Why are Jews not permitted the freedom to worship on the Temple Mount?

Why should Jews not be afforded freedom from want – the want to access the Temple Mount at any time, on any day, from any entrance, for any reason, and with any religious objects?

Why should Jews not be afforded freedom from fear – the fear of being detained or banned from the Temple Mount for simply acting Jewish, or the fear for our lives every time we ascend for simply being Jewish?

As Rabbi Yehuda Levi plainly writes, “the Temple Mount is Judaism’s Holiest Site, and it always has been… [It’s] importance to the Jewish people cannot be overestimated. It represents the hopes and dreams that have sustained them in spite of virtually insurmountable odds throughout the thousands of years of their history.”

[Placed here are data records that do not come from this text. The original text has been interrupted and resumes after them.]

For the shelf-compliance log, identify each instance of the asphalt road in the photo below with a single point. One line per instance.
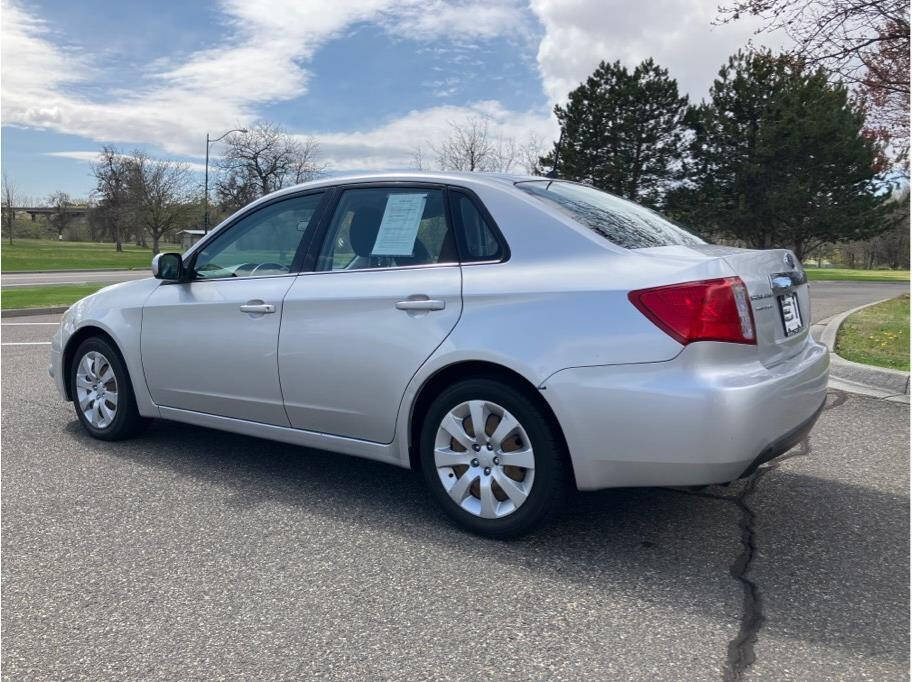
(30, 279)
(190, 554)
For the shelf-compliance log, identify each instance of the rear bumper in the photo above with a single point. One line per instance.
(710, 415)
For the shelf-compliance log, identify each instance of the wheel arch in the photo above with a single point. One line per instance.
(69, 351)
(466, 369)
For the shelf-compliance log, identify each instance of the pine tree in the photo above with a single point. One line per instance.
(778, 157)
(622, 131)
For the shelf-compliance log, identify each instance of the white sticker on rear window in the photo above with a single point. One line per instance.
(399, 226)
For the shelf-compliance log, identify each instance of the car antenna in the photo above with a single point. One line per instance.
(553, 172)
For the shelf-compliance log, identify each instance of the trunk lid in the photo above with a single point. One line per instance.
(777, 286)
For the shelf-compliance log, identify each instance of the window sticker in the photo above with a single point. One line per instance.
(399, 226)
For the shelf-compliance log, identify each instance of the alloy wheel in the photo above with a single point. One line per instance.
(484, 459)
(96, 389)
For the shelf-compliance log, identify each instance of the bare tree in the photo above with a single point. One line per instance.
(468, 147)
(10, 197)
(530, 154)
(863, 42)
(112, 185)
(160, 192)
(471, 146)
(62, 215)
(263, 160)
(418, 160)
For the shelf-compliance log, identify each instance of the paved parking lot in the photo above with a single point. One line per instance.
(190, 554)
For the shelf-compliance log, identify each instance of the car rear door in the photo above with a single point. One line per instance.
(384, 293)
(209, 344)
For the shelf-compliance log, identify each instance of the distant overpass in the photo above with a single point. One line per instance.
(33, 211)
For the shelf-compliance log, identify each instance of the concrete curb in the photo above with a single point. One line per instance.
(854, 377)
(23, 312)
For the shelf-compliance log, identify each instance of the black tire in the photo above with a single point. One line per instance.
(551, 479)
(127, 421)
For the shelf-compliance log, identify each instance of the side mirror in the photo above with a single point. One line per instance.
(169, 266)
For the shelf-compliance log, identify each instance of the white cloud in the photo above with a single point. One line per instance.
(261, 60)
(393, 144)
(678, 33)
(92, 156)
(267, 45)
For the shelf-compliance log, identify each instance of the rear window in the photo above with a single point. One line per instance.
(620, 221)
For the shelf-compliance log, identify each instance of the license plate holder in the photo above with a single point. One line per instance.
(790, 313)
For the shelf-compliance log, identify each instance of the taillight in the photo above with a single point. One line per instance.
(710, 310)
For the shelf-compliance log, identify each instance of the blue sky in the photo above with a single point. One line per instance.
(369, 79)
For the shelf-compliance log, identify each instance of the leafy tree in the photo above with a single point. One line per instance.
(778, 157)
(861, 42)
(621, 131)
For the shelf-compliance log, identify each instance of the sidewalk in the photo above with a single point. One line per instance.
(854, 377)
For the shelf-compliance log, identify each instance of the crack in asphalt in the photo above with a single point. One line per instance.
(741, 653)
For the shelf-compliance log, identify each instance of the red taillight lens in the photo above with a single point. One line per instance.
(710, 310)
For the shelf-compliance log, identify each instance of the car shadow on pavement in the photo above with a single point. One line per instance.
(846, 546)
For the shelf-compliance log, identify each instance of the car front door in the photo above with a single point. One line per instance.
(384, 294)
(209, 344)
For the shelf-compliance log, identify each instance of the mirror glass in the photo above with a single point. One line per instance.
(167, 266)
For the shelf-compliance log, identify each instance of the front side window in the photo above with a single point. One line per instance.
(620, 221)
(386, 227)
(261, 243)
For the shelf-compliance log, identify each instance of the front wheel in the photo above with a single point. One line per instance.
(102, 392)
(492, 459)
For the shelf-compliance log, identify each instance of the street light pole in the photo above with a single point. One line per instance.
(206, 191)
(206, 181)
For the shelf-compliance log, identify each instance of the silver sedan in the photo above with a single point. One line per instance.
(511, 337)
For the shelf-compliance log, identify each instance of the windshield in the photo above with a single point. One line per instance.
(620, 221)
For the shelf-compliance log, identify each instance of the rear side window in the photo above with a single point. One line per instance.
(480, 242)
(620, 221)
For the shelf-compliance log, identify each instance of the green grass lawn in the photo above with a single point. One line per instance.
(878, 335)
(42, 297)
(45, 254)
(858, 275)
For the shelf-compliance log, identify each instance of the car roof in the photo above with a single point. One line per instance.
(460, 177)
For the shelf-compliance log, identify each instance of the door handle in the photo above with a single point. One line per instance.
(421, 304)
(257, 307)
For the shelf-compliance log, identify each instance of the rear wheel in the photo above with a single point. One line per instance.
(102, 392)
(491, 458)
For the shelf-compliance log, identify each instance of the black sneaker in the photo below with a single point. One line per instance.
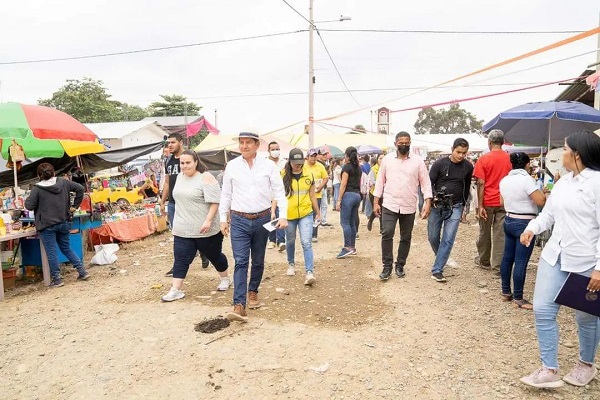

So, we will continue to hope, and dare to dream. We will continue to push back against the insurmountable odds stacked against us, and all the Jewish people, in accessing the Temple Mount – whether you fight with us, against us, or not all. We will not be prevented from ascending. We will not be deterred from ascension. For this fight is not against any slavery imposed upon us, but rather a fight for the freedoms we have stolen from ourselves.

It is said that the heart and eyes of Hashem dwell in this Holy place (I Kings 9). As I walk around the Temple Mount today, and every day this week, I wonder if His heart feels as broken as mine, if His eyes cry the same tears for the destruction that I see. Because I know the terrorists, and our government, will not shed any tears over the House of G-d.

But I will also remind myself, as the Chassidic Masters teach, that every descent is for the sake of ascent, and that Hashem firmed the world, as King David wrote, so that it should not falter (Psalm 30).